= Exorcism in Hinduism =

In many Hindu traditions, it is believed that people can be possessed by entities such as Bhoot, Pret, Pisach, Dain, Nishi, and Jatak. Exorcism is used to remove the possessing entity. The exorcism is often done by use of mantras – chanting of phrases from Hindu Vedic scriptures to a deity. This is sometimes accompanied by a yajna, a sacred fire, where a special hawan or sacrificial offering with special ingredients is performed for the rite.

==Places of exorcism==
Some temples in India host exorcism rituals. Among the eight temples known for exorcism practices are Kamakhya Temple in Assam, Tarapith Temple in West Bengal, Dattatrya Mandir of Karnataka, and Mehandipur Balaji Temple in Rajasthan.

==The exorcism==
In Vaishnavism, exorcisms are performed by reciting names of Narasimha, as he is considered a fierce god who eliminates and vanquishes evil spirits.

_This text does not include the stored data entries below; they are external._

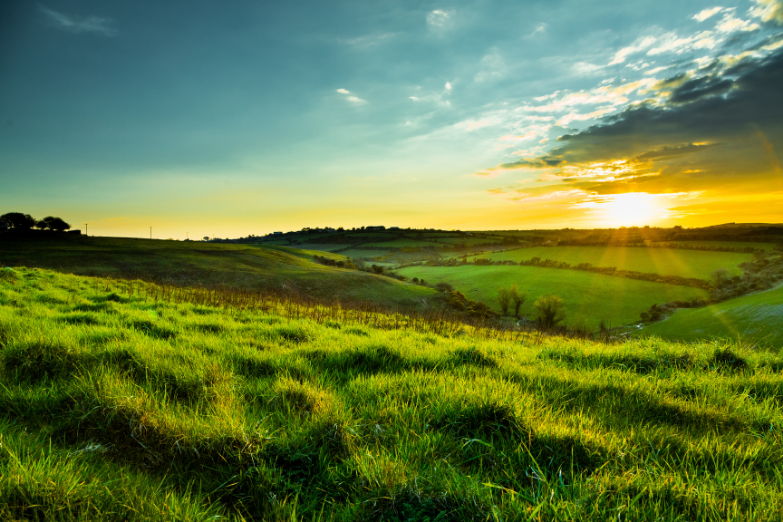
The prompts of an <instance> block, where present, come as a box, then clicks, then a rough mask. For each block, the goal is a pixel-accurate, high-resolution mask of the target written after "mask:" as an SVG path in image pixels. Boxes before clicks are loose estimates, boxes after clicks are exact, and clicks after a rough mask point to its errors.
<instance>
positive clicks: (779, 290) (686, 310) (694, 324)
mask: <svg viewBox="0 0 783 522" xmlns="http://www.w3.org/2000/svg"><path fill="white" fill-rule="evenodd" d="M640 335H657V336H660V337H665V338H667V339H681V340H687V341H697V340H704V339H706V340H709V339H715V338H724V339H735V340H736V339H741V340H743V341H746V342H748V343H751V344H759V345H761V346H772V347H775V348H783V287H781V286H779V287H777V288H774V289H772V290H767V291H766V292H759V293H756V294H750V295H745V296H741V297H737V298H735V299H730V300H728V301H724V302H722V303H716V304H713V305H710V306H707V307H704V308H696V309H686V310H677V311H676V312H674V313H673V314H672V315H671V316H670V317H669V318H667V319H664V320H663V321H660V322H657V323H653V324H651V325H649V326H646V327H645V328H644V329H643V330H641V331H640Z"/></svg>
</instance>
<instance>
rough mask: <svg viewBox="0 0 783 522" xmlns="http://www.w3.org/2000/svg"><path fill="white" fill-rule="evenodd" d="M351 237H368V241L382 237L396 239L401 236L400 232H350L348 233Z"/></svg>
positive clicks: (381, 238)
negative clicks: (396, 233)
mask: <svg viewBox="0 0 783 522" xmlns="http://www.w3.org/2000/svg"><path fill="white" fill-rule="evenodd" d="M348 236H349V237H360V238H362V239H366V240H367V241H370V240H381V239H389V240H391V239H395V238H398V237H400V236H399V235H398V234H392V233H389V232H350V233H348Z"/></svg>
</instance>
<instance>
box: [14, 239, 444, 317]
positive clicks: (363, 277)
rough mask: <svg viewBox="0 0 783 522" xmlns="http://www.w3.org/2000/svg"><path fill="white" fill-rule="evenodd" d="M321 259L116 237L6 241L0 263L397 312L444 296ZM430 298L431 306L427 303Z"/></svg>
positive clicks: (335, 257) (423, 288) (289, 248)
mask: <svg viewBox="0 0 783 522" xmlns="http://www.w3.org/2000/svg"><path fill="white" fill-rule="evenodd" d="M314 255H323V256H326V257H333V258H338V259H344V257H343V256H341V255H339V254H330V253H325V252H319V251H302V250H297V249H294V248H287V247H281V246H274V247H266V246H257V245H232V244H218V243H201V242H184V241H157V240H144V239H117V238H79V237H76V238H67V239H61V240H35V241H2V242H0V265H2V264H5V265H9V266H38V267H42V268H51V269H56V270H59V271H63V272H70V273H74V274H81V275H95V276H107V277H117V278H131V279H133V278H137V279H143V280H147V281H166V282H169V283H173V284H176V285H204V286H226V287H230V288H235V289H241V290H251V291H258V290H267V291H274V292H292V293H297V294H303V295H308V296H312V297H316V298H322V299H338V300H341V301H348V302H350V301H363V300H372V301H375V302H376V303H378V304H381V305H386V306H390V307H397V306H413V305H423V304H424V303H425V302H427V300H429V301H432V300H433V298H434V297H436V296H437V293H436V292H435V291H434V290H432V289H427V288H422V287H419V286H416V285H412V284H408V283H403V282H400V281H396V280H394V279H390V278H388V277H380V276H376V275H372V274H368V273H365V272H358V271H355V270H346V269H341V268H336V267H329V266H324V265H321V264H318V263H315V262H314V261H312V257H313V256H314ZM422 300H424V301H422Z"/></svg>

In Natha Sampradaya, Kaal Bhairav is another fierce god, a manifestation, or avatar of Shiva. Many mantra and rituals are used by Nath's to perform exorcism. Some Mantras also known as Shabar Mantra are greatly used.

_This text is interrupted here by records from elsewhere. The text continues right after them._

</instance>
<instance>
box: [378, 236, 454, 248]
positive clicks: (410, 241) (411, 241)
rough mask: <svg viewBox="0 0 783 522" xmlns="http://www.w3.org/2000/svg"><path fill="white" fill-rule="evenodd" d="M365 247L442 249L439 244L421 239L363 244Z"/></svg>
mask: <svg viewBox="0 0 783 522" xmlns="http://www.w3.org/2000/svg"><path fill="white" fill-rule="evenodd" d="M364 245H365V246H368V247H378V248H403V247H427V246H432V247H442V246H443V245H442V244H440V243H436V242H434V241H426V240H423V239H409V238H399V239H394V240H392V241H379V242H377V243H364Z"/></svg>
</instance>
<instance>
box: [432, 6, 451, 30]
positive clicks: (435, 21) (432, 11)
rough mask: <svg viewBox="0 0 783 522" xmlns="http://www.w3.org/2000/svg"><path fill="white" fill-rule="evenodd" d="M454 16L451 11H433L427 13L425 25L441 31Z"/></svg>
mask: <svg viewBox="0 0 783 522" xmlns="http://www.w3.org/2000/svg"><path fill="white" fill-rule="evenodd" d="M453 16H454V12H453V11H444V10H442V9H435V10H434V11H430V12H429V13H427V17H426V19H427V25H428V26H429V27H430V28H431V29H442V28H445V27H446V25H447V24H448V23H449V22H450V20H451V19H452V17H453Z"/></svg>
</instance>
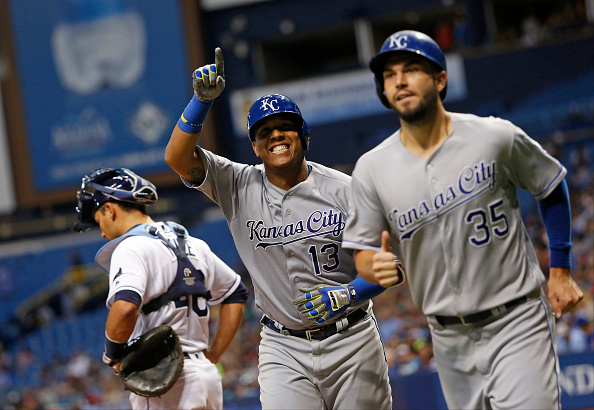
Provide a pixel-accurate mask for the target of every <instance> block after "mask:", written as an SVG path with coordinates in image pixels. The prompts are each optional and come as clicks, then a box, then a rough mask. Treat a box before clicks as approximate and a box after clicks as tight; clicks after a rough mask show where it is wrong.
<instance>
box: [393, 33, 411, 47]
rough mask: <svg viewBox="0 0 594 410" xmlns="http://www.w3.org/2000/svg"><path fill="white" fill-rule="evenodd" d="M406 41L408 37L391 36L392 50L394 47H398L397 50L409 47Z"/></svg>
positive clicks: (402, 35)
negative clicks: (406, 46) (400, 48)
mask: <svg viewBox="0 0 594 410" xmlns="http://www.w3.org/2000/svg"><path fill="white" fill-rule="evenodd" d="M406 40H408V36H407V35H404V36H403V35H400V36H395V35H392V36H390V48H394V45H396V48H404V47H406V46H407V45H408V44H407V42H406Z"/></svg>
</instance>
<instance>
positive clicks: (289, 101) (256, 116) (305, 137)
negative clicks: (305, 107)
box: [247, 94, 309, 150]
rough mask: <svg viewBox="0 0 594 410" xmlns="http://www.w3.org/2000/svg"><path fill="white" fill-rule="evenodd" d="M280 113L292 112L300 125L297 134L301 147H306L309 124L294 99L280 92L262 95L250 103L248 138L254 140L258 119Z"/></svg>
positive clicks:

Some people also consider chanting or reading the devotional hymn of Hanuman Chalisa for protection from evil spirits and negativity and to evict these. Hanuman is considered very powerful and many evil spirits and entities are terrified of his presence, as he is the most devoted and loved devotee of Rama.

=== Mantras ===
Several mantras from different deities are used for the act of exorcism.

As per Shakti Upasana (devotion to the Divine Feminine) the mantras of Kali, Tara and Bhairavi are used they are referred as the supreme goddesses to vanquish all kind of evil entities and spirits and often a sacrificial ritual involving animal sacrifice (bali or pashubali) is done to complete the observance. In Tantra or tantric sect this method of exorcism is highly accepted.